With 3% GDP growth, you saw the ADP number today, we are heating up. It hasn’t flowed through to inflation yet so you could argue there is no need but I would think central bankers would want to get in front of any inflation. So in a normal world, they raise rates a quarter of a percent today, you might say that is good policy. But given the political environment, Trump got what he wanted, he is putting a foot on them and that has to weigh on them a little bit. They have to be thinking about it, he has been very public about it.”
IAN LYNGEN, HEAD OF U.S. RATES STRATEGY, BMO CAPITAL MARKETS, NEW YORK
“The most important development from the FOMC this afternoon was the cut of IOER (interest rate on excess reserves) to 2.35%; a drop of 5 basis points while the Committee maintained the target Fed Funds range of 2.25-2.50%. The front-end of the curve is intuitively outperforming on this ‘fine-tuning’ cut and the curve, which has been grinding flatter on the day, has snapped back steeper. This also has created an outside-day steeper for the curve - very rare - which projects to at least 28 bp in 2s/10s. [There’s] very little was changed in the statement, other than to ‘downgrade’ the current state of inflation to “On a 12-month basis, overall inflation and inflation for items other than food and energy have declined and are running below 2 percent.” The emphasis on lowflation puts the onus on core CPI/PCE to drive the next move for the Fed — hike or cut. We’ll be listening to hear more from Powell at the press conference on this topic.”
JOSEPH SROKA, CHIEF INVESTMENT OFFICER AT NOVAPOINT, ATLANTA
“The Fed elected not to change interest rates, consistent with solid but slowing economic growth and overall tame inflation. I believe inflation running below the Fed’s 2% target is the key measure keeping them on hold. I think they plan to remain patient and evaluate data as the year unfolds.
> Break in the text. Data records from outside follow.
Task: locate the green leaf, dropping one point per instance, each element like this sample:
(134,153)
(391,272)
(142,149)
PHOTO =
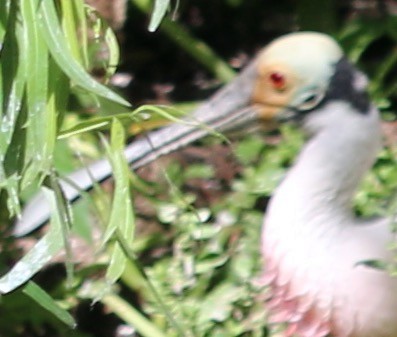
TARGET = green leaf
(61,53)
(160,8)
(41,253)
(41,131)
(121,216)
(41,297)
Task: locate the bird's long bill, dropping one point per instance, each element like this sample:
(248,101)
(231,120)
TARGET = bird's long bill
(228,110)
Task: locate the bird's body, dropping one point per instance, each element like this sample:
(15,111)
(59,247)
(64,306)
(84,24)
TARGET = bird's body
(313,245)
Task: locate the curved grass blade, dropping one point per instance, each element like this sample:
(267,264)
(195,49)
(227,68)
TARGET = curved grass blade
(160,8)
(57,45)
(41,253)
(121,216)
(42,298)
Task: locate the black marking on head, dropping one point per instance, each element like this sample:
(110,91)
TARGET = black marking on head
(342,87)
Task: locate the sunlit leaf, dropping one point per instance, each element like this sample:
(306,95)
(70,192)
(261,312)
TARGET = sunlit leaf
(47,302)
(58,47)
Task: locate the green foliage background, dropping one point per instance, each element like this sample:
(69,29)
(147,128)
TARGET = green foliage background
(190,267)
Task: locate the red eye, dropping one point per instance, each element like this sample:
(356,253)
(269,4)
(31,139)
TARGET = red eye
(277,80)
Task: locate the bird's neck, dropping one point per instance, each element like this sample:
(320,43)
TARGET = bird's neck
(320,186)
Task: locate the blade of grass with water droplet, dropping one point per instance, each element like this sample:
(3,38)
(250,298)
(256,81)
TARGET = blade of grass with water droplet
(121,216)
(61,53)
(41,253)
(160,8)
(41,122)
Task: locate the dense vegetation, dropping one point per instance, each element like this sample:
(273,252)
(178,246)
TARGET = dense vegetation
(176,253)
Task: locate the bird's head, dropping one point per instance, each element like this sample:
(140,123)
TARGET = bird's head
(299,73)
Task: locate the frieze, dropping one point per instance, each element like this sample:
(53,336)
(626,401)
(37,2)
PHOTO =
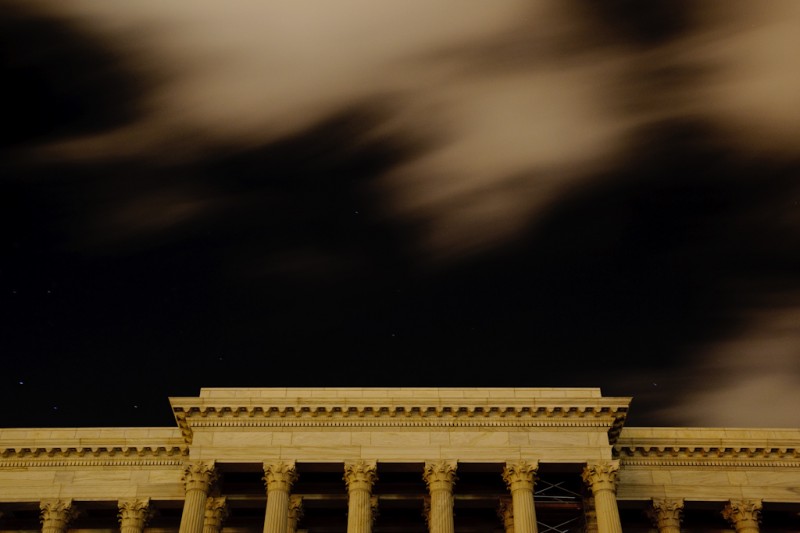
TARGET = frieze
(751,454)
(93,456)
(611,417)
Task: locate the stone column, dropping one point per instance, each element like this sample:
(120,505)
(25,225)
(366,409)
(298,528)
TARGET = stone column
(589,514)
(295,512)
(198,477)
(360,477)
(133,515)
(56,515)
(505,512)
(440,477)
(666,514)
(215,514)
(602,478)
(278,479)
(520,478)
(744,515)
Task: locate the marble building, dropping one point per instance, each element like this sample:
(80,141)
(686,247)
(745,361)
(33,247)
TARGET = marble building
(386,460)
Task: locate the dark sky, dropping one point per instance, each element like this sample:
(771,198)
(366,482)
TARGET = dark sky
(544,194)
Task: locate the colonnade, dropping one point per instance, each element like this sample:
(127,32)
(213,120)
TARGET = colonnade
(204,512)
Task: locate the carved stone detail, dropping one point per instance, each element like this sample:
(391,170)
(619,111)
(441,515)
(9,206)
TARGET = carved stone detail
(56,515)
(134,514)
(602,476)
(521,475)
(360,475)
(280,475)
(440,475)
(744,515)
(215,513)
(199,475)
(666,513)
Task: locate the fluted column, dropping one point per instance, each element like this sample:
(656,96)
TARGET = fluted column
(215,514)
(278,478)
(133,515)
(666,514)
(295,512)
(440,477)
(56,515)
(198,477)
(505,512)
(744,515)
(360,477)
(602,478)
(590,514)
(520,478)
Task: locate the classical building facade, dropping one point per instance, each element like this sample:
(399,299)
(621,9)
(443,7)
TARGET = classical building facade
(386,460)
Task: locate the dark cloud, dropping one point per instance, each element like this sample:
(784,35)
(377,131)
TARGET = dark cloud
(61,80)
(286,262)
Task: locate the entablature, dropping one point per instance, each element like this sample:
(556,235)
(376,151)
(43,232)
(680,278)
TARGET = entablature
(400,408)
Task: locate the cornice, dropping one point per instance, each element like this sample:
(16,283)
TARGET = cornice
(18,456)
(602,412)
(707,455)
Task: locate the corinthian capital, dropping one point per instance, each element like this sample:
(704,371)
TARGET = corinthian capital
(602,475)
(199,475)
(666,513)
(57,514)
(743,514)
(440,475)
(280,475)
(216,512)
(360,475)
(521,475)
(134,513)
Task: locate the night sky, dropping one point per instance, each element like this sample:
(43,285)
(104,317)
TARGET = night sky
(449,193)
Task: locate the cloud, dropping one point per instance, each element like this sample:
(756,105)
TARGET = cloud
(751,379)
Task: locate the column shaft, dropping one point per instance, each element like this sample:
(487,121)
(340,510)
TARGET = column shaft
(602,478)
(360,477)
(440,478)
(520,478)
(198,478)
(279,478)
(295,512)
(505,512)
I didn’t see anything new, but a lot of comments were consistent with advance GDP data last week, where we saw some slowing in household spending, which may be caused by a labor market that while solid, doesn’t have lots of room for incremental improvement. Some of the (economic) data we’re seeing shows moderating growth, which the Fed mentioned in their statement. The engineering of the soft landing is on track. In evaluating the data if econ growth slowed at a more rapid pace, perhaps lowering the rate could be a potential later in the year.”